Over that window, 43.8% of our total token volume ran off-network, and the rerouted tasks came in roughly 47% cheaper than they would have on the premium endpoint. Users never noticed; their workflows ran without interruption. The only thing that changed was the cost profile , instantly, and in our favor.

The maneuver works only when the first two pillars hold together. Agility lets you switch providers. Sovereignty means the conversation survives the switch.
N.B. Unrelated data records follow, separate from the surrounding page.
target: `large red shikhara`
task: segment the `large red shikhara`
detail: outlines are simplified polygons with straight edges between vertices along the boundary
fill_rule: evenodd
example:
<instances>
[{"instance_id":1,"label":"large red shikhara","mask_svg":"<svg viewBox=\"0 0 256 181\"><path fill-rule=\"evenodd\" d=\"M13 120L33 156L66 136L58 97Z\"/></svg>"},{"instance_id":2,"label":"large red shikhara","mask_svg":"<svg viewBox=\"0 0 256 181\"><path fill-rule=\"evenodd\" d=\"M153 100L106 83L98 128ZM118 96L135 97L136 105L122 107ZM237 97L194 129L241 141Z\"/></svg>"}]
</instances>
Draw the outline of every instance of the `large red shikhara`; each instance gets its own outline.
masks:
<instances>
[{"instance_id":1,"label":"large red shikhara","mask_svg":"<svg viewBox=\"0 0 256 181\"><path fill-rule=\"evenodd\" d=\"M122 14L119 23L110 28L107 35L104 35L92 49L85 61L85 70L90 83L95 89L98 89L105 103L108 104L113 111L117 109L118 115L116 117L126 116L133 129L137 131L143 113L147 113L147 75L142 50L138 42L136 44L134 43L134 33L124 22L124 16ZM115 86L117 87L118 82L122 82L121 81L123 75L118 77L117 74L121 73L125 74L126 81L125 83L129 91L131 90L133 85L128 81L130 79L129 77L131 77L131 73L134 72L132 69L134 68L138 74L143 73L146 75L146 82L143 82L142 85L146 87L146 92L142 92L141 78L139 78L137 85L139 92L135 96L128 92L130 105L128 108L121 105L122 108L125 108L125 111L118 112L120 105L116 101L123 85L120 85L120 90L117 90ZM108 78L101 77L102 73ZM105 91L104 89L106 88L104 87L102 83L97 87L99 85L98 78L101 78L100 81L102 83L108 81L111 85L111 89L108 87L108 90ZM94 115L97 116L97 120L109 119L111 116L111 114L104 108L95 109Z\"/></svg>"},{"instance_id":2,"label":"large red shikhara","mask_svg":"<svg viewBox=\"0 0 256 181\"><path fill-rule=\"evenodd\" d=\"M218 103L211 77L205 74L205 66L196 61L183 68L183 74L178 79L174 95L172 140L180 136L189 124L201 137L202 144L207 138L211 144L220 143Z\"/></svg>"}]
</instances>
Win 3: The Efficiency Upgrade That Wasn't

When OpenAI released GPT 5.6 SOL medium, the launch narrative promised a 15% improvement in token efficiency. The reflexive move , the one most teams made , was to upgrade immediately, on the assumption that newer means cheaper.

We took a different path: run both models against our own messy, production-grade agentic workloads and let the data decide. On substantial agent turns, the marketing didn't survive contact with reality:

ModelProvider / TransportRelative Average Token UseRelative Median Token Use
GPT 5.5openai / codex_backendBaselineBaseline
GPT 5.6 SOLopenai / codex_backendApproximately 10% higherApproximately 9% higher

The “more efficient” model consumed roughly 10% more tokens per substantial turn than the one it replaced. Average and median moved in lockstep, so this wasn't a handful of outliers skewing the mean. It was the model's actual behavior on our actual work.
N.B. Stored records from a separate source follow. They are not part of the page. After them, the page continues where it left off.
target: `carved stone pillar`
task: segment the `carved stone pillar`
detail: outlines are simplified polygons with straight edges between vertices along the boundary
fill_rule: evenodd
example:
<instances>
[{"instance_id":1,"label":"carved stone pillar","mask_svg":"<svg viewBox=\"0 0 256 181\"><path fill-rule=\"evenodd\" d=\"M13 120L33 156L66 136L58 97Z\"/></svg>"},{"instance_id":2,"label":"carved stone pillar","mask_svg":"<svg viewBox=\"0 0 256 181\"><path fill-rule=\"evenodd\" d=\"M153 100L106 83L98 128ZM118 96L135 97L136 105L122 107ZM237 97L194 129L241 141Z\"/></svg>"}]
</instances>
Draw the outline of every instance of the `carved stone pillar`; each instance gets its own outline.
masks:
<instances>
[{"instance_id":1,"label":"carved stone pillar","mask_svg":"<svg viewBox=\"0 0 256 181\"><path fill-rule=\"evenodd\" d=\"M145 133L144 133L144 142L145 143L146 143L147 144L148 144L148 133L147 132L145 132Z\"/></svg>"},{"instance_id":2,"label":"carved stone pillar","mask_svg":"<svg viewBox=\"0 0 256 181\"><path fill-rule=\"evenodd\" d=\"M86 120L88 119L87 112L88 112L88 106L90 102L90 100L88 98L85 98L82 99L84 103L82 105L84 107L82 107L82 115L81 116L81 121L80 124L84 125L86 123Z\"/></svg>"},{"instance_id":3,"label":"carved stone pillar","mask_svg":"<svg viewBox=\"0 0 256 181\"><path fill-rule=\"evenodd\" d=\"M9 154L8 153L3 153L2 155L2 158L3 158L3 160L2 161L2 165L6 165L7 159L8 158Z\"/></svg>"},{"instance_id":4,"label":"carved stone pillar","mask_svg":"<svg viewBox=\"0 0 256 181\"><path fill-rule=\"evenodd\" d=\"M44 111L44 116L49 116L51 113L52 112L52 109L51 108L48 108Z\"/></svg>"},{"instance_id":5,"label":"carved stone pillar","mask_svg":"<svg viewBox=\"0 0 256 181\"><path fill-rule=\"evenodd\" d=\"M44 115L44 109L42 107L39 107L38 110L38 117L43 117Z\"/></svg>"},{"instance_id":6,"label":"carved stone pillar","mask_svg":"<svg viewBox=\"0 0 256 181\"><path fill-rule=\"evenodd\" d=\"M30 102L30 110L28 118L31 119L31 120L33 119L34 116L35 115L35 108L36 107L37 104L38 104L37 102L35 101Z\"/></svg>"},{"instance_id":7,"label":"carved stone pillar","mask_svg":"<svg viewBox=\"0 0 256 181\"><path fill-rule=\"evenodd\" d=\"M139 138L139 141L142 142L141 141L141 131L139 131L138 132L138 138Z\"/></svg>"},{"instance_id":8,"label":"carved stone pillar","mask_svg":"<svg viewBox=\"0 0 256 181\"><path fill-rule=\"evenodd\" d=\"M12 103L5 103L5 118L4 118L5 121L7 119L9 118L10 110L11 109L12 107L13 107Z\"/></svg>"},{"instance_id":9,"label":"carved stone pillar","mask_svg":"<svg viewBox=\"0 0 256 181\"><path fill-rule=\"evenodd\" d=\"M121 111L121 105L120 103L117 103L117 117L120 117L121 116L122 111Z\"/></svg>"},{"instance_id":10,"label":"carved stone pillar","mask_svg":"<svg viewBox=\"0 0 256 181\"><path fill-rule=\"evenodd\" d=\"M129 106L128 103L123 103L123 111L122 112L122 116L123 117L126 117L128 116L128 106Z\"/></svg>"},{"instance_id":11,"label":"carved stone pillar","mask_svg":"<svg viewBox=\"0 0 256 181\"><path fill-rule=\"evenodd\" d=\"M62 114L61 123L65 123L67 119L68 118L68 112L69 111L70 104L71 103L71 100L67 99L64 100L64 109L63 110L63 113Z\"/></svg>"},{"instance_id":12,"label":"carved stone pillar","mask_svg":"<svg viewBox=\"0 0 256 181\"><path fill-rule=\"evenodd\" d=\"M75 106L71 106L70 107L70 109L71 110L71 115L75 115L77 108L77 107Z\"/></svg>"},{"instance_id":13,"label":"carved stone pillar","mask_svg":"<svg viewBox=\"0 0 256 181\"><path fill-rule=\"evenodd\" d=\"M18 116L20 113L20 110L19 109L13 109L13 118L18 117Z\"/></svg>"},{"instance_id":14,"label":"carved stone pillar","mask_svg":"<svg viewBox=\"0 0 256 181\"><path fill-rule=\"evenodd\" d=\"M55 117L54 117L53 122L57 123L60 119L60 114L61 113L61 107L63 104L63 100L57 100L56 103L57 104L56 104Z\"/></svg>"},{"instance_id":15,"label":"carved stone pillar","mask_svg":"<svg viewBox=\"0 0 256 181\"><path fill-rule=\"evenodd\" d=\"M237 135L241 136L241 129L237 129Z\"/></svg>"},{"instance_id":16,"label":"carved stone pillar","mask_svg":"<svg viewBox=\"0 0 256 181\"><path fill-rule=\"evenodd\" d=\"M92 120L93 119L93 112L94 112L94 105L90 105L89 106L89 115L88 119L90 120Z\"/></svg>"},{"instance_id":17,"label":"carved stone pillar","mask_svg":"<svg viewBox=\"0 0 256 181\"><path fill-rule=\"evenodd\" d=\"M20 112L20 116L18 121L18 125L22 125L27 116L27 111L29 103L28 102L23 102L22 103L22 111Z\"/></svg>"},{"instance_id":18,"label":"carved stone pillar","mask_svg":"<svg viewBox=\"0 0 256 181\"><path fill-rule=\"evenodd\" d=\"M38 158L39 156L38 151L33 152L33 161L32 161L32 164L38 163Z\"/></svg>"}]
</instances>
We held the upgrade back from most of our workflows , dodging a cost increase that would never have appeared on any invoice as such. It would simply have shown up as a bill that crept upward for no visible reason.

Why You Can't Trust the Sticker Price

That phrase , a bill that creeps upward for no visible reason , names a frustration heard across the industry: sudden, unexplained token drains that providers routinely deny. Our telemetry suggests those complaints are well founded.

Take provider-native caching, which the market treats as a stable, predictable cost-saver. Within a single observed workload, our measured daily cache hit rates swung from 46.5% to 71.3%. Same workload, same provider, same week , yet the effective price of a token moved by a substantial margin, silently, from one day to the next.

A meter that swings that much isn't a meter. When pricing is this opaque and this non-linear, the only reading you can trust is the one you take yourself.

Build on a Foundation That Measures

Bet your company's AI future on a single provider's API and you inherit their quota caps, their volatile cache rates, and their shifting prices , without the instrumentation to see any of it happening.

Partner with Intelligence Factory and you inherit our three pillars instead. Your data stays under your control. Your workflows move freely between labs. Your most repetitive token streams get materialized into deterministic, cost-free code.

Most importantly, you inherit the discipline behind all of it: measure real work, own your state, and stop paying for context the moment it stops helping. Your AI margins should be set by your own meter , not by someone else's marketing.